Ansu Fati is likely to start for Barca, while Vinicius Junior has emerged as Real Madrid’s most likely match-winner. Pedri, Trincao and Rodrygo could all, realistically, feature as substitutes.
Obviously, it might not be a vintage Clasico in terms of quality. There is no hiding the fact that both sides have their issues.
Third-placed Madrid go into Saturday’s showdown on the back of a humiliating Champions League loss at home to a Shakhtar Donetsk side decimated by Covid-19, while Barca are presently ninth in the La Liga standings – albeit with a game in hand.
These are two teams quite clearly in transition. But they will recover. Their colossal support will see to that; in a way, they are too big to fail.
However, the issue is not that Barca and Real are weak right now; it’s that the majority of La Liga’s clubs are getting stronger. Liga leaders Real Sociedad, second-placed Villarreal and sixth-placed Granada all won their Europa League openers this weekend, underlining that the well of talent in Spain runs deep – which is just as well, of course.
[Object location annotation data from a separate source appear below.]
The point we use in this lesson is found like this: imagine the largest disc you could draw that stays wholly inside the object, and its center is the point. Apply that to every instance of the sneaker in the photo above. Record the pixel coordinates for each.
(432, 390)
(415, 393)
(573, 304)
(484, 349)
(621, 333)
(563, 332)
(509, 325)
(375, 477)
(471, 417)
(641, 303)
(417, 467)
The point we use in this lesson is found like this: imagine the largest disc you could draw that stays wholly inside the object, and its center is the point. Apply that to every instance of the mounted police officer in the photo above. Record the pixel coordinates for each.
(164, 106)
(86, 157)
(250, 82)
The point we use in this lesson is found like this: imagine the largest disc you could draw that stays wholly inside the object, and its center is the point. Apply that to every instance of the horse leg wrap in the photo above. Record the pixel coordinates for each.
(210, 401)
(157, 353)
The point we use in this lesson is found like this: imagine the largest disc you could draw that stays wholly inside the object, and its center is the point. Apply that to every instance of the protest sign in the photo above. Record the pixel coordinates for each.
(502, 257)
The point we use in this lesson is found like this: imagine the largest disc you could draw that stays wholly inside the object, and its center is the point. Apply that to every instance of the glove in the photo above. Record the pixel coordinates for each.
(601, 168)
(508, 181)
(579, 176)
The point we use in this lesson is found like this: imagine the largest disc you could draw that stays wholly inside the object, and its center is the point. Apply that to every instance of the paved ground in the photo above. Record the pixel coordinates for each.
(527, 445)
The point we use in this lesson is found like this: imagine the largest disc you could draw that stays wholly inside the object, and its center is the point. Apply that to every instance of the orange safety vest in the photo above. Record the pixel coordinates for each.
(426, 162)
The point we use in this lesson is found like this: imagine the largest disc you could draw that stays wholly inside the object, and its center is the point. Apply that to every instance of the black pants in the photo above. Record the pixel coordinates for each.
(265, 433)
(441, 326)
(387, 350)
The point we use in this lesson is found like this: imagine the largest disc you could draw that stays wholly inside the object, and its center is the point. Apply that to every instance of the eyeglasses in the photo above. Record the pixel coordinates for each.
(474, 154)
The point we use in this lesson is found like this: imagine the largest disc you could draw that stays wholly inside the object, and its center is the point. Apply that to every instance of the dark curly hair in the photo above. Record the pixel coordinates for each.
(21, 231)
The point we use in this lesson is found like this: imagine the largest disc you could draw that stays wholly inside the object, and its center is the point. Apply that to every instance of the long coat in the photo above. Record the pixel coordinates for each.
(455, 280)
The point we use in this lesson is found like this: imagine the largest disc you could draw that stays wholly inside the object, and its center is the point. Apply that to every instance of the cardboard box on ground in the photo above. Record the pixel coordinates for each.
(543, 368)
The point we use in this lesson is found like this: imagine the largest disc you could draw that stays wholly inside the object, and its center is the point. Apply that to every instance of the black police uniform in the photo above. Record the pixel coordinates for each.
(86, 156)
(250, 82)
Tough times lie ahead. The Premier League’s power shows no sign of waning, while Spain’s tax rules and stringent financial controls will continue to put its clubs at an advantage in the transfer market.
Furthermore, there is no knowing when the pandemic will end – and how much damage it will do to football’s economy.
However, with increasing shares of the TV money, and tighter financial controls helping to curb reckless spending, La Liga’s other clubs are now far better placed than they were in 2013 to compete not only in Spain – but also in Europe.
As one source told Goal , La Liga wouldn’t have been able to cope with coronavirus even five years ago. Now, though, it should not only survive – but continue to thrive in the future.